The essence of the algorithm is divided into two layers of cycles. At any temperature level, random disturbances generate a new solution, and calculate the change of the target function value to decide whether to accept it. Since the initial temperature of the algorithm is relatively high, the new solution that increases E may also be accepted initially, so it can jump out of the local minimum, and then by slowly reducing the temperature, the algorithm may eventually converge to the global optimal solution. The specific process is:

  1. Let $T = T_0 $, representing the initial temperature at which the annealing starts, randomly generate an initial solution $x_0 $, and calculate the corresponding target function value $E_0 $;
  2. Let $T = kT $, where k is between 0 and 1, which is the rate of temperature drop;
  3. Apply random perturbation to the current solution $x_t $, generate a new solution $x_ {t + 1} $in its neighborhood, and calculate the corresponding target function value $E_ {t + 1}\Delta E =E_{t+1} - E_t$
  4. If $\ Delta E < 0 $accepts the new solution as the current solution, otherwise it is judged whether to accept the new solution according to the probability $e ^ {-\ frac {\ Delta E} {kT}} $;
  5. Repeat the disturbance and acceptance process L times at temperature T, i.e. perform steps 3 and 4;
  6. Determine whether the temperature reaches the termination temperature level, if so, terminate the algorithm, otherwise return to step 2.

There are a few points to note:

  • The selection of the initial point has a certain impact on the results of the algorithm, it is best to run multiple times to make a comprehensive judgment on the results.
  • In the early stage of algorithm operation, the temperature drops quickly to avoid accepting too many poor results. As the running time increases, the temperature drop slows down to stabilize the results faster.
  • When the number of iterations increases to a certain number, the result may have reached stability, but there is still some time before the algorithm ends. Appropriate output conditions should be added when designing the program, and the program can be ended if the output conditions are met.

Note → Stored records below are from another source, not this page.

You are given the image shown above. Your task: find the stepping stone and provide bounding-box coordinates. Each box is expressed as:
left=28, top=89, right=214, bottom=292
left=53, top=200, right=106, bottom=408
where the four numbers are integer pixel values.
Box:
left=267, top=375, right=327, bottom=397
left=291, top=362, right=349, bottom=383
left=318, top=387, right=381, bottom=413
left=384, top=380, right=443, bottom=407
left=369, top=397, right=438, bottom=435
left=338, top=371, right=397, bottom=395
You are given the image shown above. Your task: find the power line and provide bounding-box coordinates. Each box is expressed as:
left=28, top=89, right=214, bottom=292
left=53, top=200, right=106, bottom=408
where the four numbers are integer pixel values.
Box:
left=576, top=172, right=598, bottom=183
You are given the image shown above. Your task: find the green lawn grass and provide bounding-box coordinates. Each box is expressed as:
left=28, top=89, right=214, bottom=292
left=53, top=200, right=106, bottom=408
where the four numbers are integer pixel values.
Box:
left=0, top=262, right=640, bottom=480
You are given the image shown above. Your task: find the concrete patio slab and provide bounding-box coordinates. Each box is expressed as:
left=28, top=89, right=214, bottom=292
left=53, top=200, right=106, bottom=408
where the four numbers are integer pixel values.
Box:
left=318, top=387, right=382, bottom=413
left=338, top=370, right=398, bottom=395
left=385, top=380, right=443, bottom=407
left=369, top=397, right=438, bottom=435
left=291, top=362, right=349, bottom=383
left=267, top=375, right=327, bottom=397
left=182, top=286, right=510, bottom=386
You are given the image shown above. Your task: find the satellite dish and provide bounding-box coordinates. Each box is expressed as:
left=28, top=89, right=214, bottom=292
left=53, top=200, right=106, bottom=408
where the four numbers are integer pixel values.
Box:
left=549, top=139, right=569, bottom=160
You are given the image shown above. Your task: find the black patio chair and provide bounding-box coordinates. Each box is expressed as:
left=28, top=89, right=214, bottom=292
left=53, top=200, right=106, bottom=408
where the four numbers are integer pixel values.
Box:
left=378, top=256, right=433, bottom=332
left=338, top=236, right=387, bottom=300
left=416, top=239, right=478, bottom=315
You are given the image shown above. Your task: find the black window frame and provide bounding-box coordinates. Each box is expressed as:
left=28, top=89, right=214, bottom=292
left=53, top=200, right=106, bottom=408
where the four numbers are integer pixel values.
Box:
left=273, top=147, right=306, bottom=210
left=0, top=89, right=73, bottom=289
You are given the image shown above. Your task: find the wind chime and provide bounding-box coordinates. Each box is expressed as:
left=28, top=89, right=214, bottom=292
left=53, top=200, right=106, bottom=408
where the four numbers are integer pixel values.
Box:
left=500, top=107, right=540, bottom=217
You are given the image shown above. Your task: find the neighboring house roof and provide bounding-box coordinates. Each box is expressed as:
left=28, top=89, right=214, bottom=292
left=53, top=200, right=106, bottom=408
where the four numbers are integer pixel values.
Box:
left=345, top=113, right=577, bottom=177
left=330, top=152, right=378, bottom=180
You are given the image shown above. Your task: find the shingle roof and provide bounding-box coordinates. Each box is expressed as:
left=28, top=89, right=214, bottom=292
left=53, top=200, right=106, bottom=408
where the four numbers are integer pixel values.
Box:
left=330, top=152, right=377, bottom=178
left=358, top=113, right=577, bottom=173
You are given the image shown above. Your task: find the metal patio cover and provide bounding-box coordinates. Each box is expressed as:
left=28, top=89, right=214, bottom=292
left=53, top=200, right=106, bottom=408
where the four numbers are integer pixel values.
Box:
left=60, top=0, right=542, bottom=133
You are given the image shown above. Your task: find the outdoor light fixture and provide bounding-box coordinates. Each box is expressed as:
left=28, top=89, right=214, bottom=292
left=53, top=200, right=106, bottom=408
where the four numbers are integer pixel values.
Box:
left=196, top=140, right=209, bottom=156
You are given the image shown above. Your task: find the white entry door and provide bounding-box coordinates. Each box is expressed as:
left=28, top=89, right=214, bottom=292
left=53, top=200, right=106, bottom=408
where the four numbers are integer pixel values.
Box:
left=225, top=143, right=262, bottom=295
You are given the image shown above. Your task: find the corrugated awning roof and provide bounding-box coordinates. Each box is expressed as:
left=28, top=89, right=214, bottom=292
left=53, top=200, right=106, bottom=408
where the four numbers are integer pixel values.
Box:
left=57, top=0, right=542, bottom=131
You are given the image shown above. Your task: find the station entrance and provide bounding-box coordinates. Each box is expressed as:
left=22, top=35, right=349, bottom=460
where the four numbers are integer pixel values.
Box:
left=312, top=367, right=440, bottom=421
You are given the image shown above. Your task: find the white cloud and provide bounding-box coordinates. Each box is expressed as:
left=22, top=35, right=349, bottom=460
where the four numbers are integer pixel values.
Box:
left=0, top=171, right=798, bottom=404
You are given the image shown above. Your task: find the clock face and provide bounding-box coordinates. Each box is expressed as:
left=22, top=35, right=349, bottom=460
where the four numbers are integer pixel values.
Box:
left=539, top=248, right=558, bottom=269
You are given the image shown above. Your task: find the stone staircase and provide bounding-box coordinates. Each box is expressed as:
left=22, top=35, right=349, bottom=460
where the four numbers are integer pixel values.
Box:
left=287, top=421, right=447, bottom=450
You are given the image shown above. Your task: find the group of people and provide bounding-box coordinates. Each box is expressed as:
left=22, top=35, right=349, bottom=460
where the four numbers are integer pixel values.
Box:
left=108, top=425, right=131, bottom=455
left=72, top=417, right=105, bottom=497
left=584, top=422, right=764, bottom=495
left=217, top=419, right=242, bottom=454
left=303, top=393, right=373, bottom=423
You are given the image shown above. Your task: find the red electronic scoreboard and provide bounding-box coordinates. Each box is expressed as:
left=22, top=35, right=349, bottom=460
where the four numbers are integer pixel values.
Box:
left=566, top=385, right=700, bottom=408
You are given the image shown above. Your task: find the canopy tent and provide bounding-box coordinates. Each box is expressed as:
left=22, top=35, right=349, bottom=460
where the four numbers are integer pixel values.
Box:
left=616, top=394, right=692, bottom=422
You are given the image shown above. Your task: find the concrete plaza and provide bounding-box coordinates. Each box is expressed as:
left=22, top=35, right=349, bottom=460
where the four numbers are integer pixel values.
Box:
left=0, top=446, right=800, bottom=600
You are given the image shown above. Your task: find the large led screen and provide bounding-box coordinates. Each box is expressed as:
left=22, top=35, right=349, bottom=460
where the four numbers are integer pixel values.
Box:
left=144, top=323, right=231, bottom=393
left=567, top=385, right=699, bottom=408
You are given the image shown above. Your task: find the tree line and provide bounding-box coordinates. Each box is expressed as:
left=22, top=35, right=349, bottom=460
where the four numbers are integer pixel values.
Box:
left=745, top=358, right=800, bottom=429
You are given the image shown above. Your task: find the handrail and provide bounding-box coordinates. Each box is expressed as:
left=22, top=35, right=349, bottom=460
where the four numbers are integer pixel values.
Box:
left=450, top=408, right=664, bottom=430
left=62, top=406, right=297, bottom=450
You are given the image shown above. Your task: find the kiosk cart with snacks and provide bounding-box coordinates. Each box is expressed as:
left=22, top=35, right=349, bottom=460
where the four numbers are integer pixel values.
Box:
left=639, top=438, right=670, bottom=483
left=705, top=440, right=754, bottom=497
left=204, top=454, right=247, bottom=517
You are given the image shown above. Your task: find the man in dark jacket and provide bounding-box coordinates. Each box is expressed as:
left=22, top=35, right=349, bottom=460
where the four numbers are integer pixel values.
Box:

Application of simulated annealing

  • The application of simulated annealing algorithm in VLSI design, using simulated annealing algorithm to optimize the design of VLSI (Very Large Scale Integration, Very Large Scale Integrated Circuit), is one of the most successful application examples of simulated annealing algorithm at present. The simulated annealing algorithm can almost complete all optimized VLSI design work well. Such as global wiring, board layout, layout and logic minimization, etc.

  • Simulated annealing algorithm can be used for image restoration and other work, that is, to restore a contaminated image into a clear original image and filter out the distorted part. Therefore, its application prospect in image processing is broad.

  • Application of simulated annealing algorithm in neural network computer. The simulated annealing algorithm has the ability to jump out of the trap of local optima. In the Boltzmann machine, even if the system falls into the trap of local optima, after a period of time, it can jump out again, and the system will eventually converge in the direction of the global optimal value.

  • In the force-oriented layout algorithm, the idea of simulated annealing is actually implicit. At the beginning, all nodes are randomly arranged, and then the position of the node changes due to the action of the force between the nodes. The position change is equivalent to the x change, and the changed position, if the resultant force received by the node decreases, which is equivalent to a decrease in energy E, we accept the new solution, and then as the resultant force decreases, it is actually equivalent to a decrease in T, so the impact on the position will become smaller, the full resultant force decreases below a certain threshold, and the position change is not large, and we think the algorithm converges to the result.